Developer Transformation Guide > Bad Record Exception Transformation > Bad Record Exception Mapping Example
  

Bad Record Exception Mapping Example

An organization conducts a data project to review new customer data. The organization needs to verify that customer contact data is valid. The following example shows how to define a Bad Record Exception transformation that receives records from a mapplet that does a data quality analysis of customer records.
Create a mapplet with data quality transformations that evaluate the format and the accuracy of the customer data. The mapplet includes transformations that generate a record score based on the results of the data quality analysis.

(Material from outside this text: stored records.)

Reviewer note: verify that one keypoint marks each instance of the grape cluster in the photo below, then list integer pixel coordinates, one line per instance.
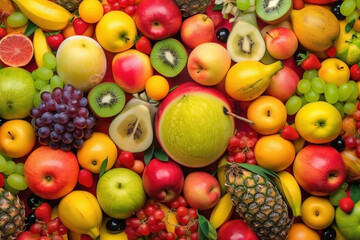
(241, 147)
(62, 120)
(312, 88)
(12, 175)
(127, 6)
(45, 77)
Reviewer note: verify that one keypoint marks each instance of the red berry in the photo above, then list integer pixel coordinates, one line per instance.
(346, 204)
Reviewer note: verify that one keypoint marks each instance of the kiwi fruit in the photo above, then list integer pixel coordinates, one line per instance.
(106, 99)
(273, 11)
(168, 57)
(245, 42)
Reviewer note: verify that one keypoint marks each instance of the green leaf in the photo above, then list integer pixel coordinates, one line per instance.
(161, 155)
(218, 7)
(206, 230)
(355, 192)
(103, 167)
(30, 28)
(148, 154)
(349, 25)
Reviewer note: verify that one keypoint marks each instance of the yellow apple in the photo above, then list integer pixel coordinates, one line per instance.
(317, 212)
(318, 122)
(116, 31)
(95, 150)
(335, 71)
(17, 138)
(208, 63)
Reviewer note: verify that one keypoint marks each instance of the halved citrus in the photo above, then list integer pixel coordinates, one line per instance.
(16, 49)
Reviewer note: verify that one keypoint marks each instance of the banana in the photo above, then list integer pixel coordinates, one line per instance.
(40, 46)
(46, 14)
(222, 211)
(292, 191)
(80, 212)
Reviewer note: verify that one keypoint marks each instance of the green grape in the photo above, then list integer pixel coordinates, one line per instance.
(49, 60)
(355, 91)
(318, 85)
(243, 4)
(304, 85)
(311, 96)
(39, 84)
(331, 93)
(347, 7)
(19, 169)
(37, 99)
(17, 181)
(339, 106)
(56, 81)
(11, 165)
(44, 73)
(9, 188)
(293, 104)
(345, 91)
(17, 19)
(3, 164)
(335, 197)
(349, 108)
(310, 74)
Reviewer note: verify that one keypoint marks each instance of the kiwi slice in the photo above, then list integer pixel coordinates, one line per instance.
(106, 99)
(168, 57)
(273, 11)
(245, 42)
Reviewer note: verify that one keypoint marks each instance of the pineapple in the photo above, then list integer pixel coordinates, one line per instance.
(192, 7)
(12, 215)
(70, 5)
(258, 202)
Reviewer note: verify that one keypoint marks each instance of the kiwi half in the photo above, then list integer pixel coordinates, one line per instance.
(106, 99)
(168, 57)
(273, 11)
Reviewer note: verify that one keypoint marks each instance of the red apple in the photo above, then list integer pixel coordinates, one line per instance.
(158, 19)
(319, 169)
(163, 181)
(51, 174)
(283, 84)
(197, 29)
(236, 229)
(281, 42)
(201, 190)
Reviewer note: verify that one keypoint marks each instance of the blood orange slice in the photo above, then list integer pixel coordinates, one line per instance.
(16, 49)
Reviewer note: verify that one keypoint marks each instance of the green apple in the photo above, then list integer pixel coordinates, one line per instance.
(120, 192)
(17, 92)
(348, 223)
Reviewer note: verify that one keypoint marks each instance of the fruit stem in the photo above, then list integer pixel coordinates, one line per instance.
(226, 111)
(12, 137)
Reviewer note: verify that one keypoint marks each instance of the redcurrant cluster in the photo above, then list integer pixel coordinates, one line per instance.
(127, 6)
(241, 147)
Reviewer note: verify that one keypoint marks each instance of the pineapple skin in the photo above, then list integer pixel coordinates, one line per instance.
(259, 203)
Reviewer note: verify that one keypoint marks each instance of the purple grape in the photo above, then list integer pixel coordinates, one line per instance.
(59, 128)
(47, 118)
(80, 122)
(83, 112)
(45, 96)
(70, 126)
(43, 132)
(55, 137)
(67, 137)
(63, 118)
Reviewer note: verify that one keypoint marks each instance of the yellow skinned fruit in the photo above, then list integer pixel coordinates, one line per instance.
(247, 80)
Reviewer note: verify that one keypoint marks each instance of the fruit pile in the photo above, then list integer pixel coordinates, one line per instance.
(173, 119)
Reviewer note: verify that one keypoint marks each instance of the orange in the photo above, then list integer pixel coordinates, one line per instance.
(16, 49)
(274, 152)
(299, 231)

The transformations also define the quality issues for the data based on the results of the analysis.

Bad Record Exception Mapplet

Create a mapplet that contains data quality transformations to check the values of certain fields. The transformations check reference tables and content sets to determine if the fields in the records are valid. The transformations apply a record score to each record based on the results. The Exception transformation receives the records from the mapplet and routes each record to the appropriate output based on the record score.
The mapplet consists of Labeler transformations, Decision transformations, and Expression transformations.
The following figure shows the objects in the mapplet:
The mapplet shows a CustomerInput icon that is connected to the following icons: a Labeler transformation icon, a mapplet icon called Rule_IsNumeric, and a mapplet icon called Rule_Email_Validation. The Labeler transformation icon and the mapplet icons are connected to the same Decision transformation icon. The Decision transformation icon is connected to an icon called CustomerOutput.
The mapplet performs the following tasks:
Create a bad record exception mapping that includes the mapplet. The bad record exception mapping includes an Exception transformation that writes the exceptions to a bad records database table. A data analyst researches and updates exception records in the bad record table with the Analyst tool.

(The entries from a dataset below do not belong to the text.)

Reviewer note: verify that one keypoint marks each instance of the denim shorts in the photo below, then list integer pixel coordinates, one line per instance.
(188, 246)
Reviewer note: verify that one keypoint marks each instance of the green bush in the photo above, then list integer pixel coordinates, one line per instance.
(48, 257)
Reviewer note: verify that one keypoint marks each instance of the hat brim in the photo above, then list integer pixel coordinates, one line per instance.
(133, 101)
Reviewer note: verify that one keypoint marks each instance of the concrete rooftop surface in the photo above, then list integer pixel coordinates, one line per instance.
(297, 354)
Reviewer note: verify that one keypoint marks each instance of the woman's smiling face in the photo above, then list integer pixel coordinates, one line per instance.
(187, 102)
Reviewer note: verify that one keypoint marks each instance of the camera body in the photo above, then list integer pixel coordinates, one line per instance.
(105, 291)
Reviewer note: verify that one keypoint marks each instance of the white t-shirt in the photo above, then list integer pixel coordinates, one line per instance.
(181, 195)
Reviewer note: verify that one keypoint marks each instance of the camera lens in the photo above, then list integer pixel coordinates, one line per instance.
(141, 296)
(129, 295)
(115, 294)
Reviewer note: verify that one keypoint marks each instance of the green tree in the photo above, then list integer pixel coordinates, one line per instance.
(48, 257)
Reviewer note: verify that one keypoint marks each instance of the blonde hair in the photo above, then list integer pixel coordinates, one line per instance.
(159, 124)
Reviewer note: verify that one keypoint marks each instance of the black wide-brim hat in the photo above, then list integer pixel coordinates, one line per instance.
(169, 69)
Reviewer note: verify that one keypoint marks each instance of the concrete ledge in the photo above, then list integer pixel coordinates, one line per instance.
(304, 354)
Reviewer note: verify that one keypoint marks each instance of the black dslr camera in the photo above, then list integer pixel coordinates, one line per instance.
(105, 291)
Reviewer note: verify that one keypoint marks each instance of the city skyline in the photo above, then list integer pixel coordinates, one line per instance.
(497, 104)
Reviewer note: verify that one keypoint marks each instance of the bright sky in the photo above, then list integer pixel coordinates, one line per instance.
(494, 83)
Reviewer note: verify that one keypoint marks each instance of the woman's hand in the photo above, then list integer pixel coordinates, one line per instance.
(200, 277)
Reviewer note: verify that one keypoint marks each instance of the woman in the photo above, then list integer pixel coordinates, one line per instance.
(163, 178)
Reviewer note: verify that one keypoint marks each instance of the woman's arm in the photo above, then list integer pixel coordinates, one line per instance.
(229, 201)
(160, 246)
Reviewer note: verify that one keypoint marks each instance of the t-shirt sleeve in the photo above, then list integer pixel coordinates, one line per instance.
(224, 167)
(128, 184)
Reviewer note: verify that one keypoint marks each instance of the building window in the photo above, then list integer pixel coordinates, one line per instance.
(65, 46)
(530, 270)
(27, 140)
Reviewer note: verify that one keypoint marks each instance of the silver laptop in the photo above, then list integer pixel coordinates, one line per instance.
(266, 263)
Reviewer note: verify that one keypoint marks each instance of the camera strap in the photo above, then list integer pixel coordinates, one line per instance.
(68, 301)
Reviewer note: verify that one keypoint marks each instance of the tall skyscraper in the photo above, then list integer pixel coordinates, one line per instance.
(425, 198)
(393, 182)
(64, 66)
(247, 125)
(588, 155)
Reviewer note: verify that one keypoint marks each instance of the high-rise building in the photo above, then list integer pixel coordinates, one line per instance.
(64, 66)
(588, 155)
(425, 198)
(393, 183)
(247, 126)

Bad Record Exception Example Input Groups

The Exception transformation has three input groups. The transformation has a Data group that receives the source data. It has the Quality Issues group, which receives data quality issues found by data quality transformations. It also has a Control group that contains the record score for the row.
The following figure shows the input groups in the Exception transformation:

Bad Record Exception Example Configuration

Define the upper and lower thresholds on the Configuration view. Identify where the transformation writes good records, bad records, and rejected records.
Accept the default configuration for routing the good records, bad records, and issues.
The following figure shows the Exception transformation Configuration view:
The following table describes the configuration settings:
Option
Setting
Lower threshold
10
Upper threshold
90
Good records
Standard output
Bad Records
Bad record table
Rejected Records
-
Click Generate bad records tables to create the Bad Records and Issues tables.

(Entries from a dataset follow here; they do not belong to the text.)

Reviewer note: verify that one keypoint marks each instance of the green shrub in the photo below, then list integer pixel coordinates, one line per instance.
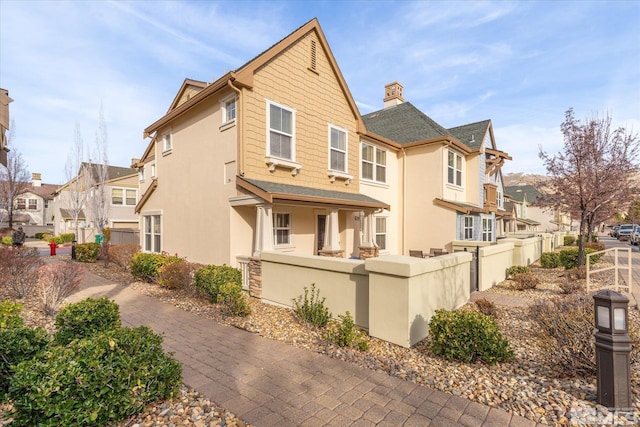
(146, 266)
(311, 309)
(10, 315)
(87, 252)
(209, 278)
(569, 257)
(550, 260)
(345, 334)
(176, 275)
(233, 300)
(95, 381)
(524, 281)
(121, 255)
(564, 328)
(467, 336)
(16, 345)
(517, 269)
(86, 318)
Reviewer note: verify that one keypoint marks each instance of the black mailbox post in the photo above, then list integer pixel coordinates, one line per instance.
(613, 348)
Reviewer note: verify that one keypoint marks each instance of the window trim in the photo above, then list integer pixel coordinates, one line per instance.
(374, 163)
(276, 229)
(457, 173)
(274, 161)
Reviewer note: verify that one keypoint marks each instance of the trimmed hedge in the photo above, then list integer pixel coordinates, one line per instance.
(96, 381)
(86, 318)
(467, 336)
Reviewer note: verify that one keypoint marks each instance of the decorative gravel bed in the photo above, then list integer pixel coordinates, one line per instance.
(526, 386)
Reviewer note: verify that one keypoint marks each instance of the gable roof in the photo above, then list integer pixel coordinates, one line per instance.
(243, 76)
(472, 134)
(272, 192)
(519, 192)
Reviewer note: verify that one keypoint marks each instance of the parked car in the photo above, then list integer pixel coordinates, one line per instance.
(625, 231)
(614, 231)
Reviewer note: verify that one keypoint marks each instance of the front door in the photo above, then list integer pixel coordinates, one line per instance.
(322, 221)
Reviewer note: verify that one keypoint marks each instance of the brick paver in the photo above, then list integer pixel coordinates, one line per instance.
(266, 382)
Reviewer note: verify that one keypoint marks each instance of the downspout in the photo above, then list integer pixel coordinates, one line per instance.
(239, 124)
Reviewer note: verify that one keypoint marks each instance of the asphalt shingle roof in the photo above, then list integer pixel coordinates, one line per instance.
(403, 124)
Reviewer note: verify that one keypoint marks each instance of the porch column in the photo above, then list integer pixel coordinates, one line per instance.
(332, 236)
(264, 230)
(368, 247)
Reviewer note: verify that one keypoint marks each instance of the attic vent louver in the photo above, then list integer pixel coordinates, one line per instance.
(312, 63)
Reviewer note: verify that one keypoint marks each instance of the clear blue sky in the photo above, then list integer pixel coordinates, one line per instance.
(520, 64)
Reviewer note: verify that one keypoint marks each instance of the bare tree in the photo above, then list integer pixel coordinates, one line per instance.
(99, 198)
(14, 178)
(591, 176)
(77, 186)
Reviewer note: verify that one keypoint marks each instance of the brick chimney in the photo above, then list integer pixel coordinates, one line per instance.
(393, 94)
(36, 179)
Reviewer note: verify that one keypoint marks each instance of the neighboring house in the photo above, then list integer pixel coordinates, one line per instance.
(122, 196)
(35, 205)
(544, 218)
(4, 124)
(276, 156)
(450, 178)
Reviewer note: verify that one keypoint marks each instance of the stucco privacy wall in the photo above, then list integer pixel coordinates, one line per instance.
(405, 292)
(343, 282)
(525, 251)
(493, 265)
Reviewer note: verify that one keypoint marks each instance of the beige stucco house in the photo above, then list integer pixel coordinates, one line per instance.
(276, 156)
(121, 191)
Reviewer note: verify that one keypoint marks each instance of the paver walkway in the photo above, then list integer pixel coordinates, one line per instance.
(269, 383)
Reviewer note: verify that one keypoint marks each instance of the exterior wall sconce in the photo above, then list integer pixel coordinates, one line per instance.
(613, 348)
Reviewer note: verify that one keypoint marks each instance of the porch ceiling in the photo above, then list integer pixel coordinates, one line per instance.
(273, 192)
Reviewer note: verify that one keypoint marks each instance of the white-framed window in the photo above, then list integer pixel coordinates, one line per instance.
(468, 227)
(228, 110)
(454, 168)
(152, 234)
(124, 196)
(166, 142)
(374, 163)
(337, 149)
(381, 233)
(281, 228)
(281, 131)
(487, 229)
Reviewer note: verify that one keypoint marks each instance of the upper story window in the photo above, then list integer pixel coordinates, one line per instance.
(123, 196)
(281, 140)
(468, 228)
(337, 149)
(374, 163)
(454, 168)
(229, 110)
(166, 142)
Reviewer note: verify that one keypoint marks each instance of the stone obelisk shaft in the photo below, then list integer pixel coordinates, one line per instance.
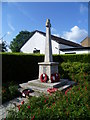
(48, 46)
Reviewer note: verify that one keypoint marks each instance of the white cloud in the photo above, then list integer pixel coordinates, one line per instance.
(11, 26)
(56, 35)
(53, 29)
(75, 34)
(0, 42)
(83, 8)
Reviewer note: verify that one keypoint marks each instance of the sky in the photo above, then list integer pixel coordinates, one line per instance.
(69, 20)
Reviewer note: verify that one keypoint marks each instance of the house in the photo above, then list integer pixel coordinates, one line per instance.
(85, 49)
(86, 42)
(36, 44)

Bad Record Exception Example Mapping Output

Add a Write transformation to the mapping and connect the standard output ports to the data object. The mapping also contains the bad record database object and the issues database object you created on the Configuration view.

Bad Records Table

The Bad Records table contains the exceptions with record scores between the lower and upper thresholds.
The following figure shows the bad records that the Exception transformation returns:
The Bad Records table includes all of the fields in the source record. A bad record also includes the following fields:
Workflow_ID
The name of the workflow that included the Exception transformation. The workflow contains the Exception transformation Mapping task and the Human task to review the issues. The Workflow_ID contains DummyWorkflowID if the Exception transformation is not in a workflow .
Row_Identifier
A unique number that identifies each row.
Record_Status
A record status for the Analyst tool. Each record in the Bad Records table receives an Invalid status. You can maintain the record status when you update records in the Analyst tool.

Issues Table

The Issues table contains one row for each row in the Bad Records table. Each row contains the issues that the data quality analysis found for the source record.
The following figure shows the columns in the Issues table:
The Issues table contains the following columns:
Workflow_ID
Identifies the workflow that created the record. The workflow contains the Exception transformation Mapping task and the Human task to review the issue.
Row_Identifier
Identifies the record row in the database table. The row identifier identifies which row in the Bad Records table corresponds to the row in the Issues table.
Issue Field Name
The field name is the name of the field that might quality issues. When the field contains an error the column value is the quality issue text. In the figure above, the ADDR2 field name contains the invalid_locality quality issue.
DQAPriority
The issue priority. When multiple issues occur for the same field, the issue with the highest priority appears in the Issue Field Name.

Good Records Table

Each record in the Good Records table has a record score greater than the upper threshold. In this example, the upper threshold is 90.
The following figure shows the good records that the Exception transformation returns:
The Good Records table records contain the record score and the source data fields.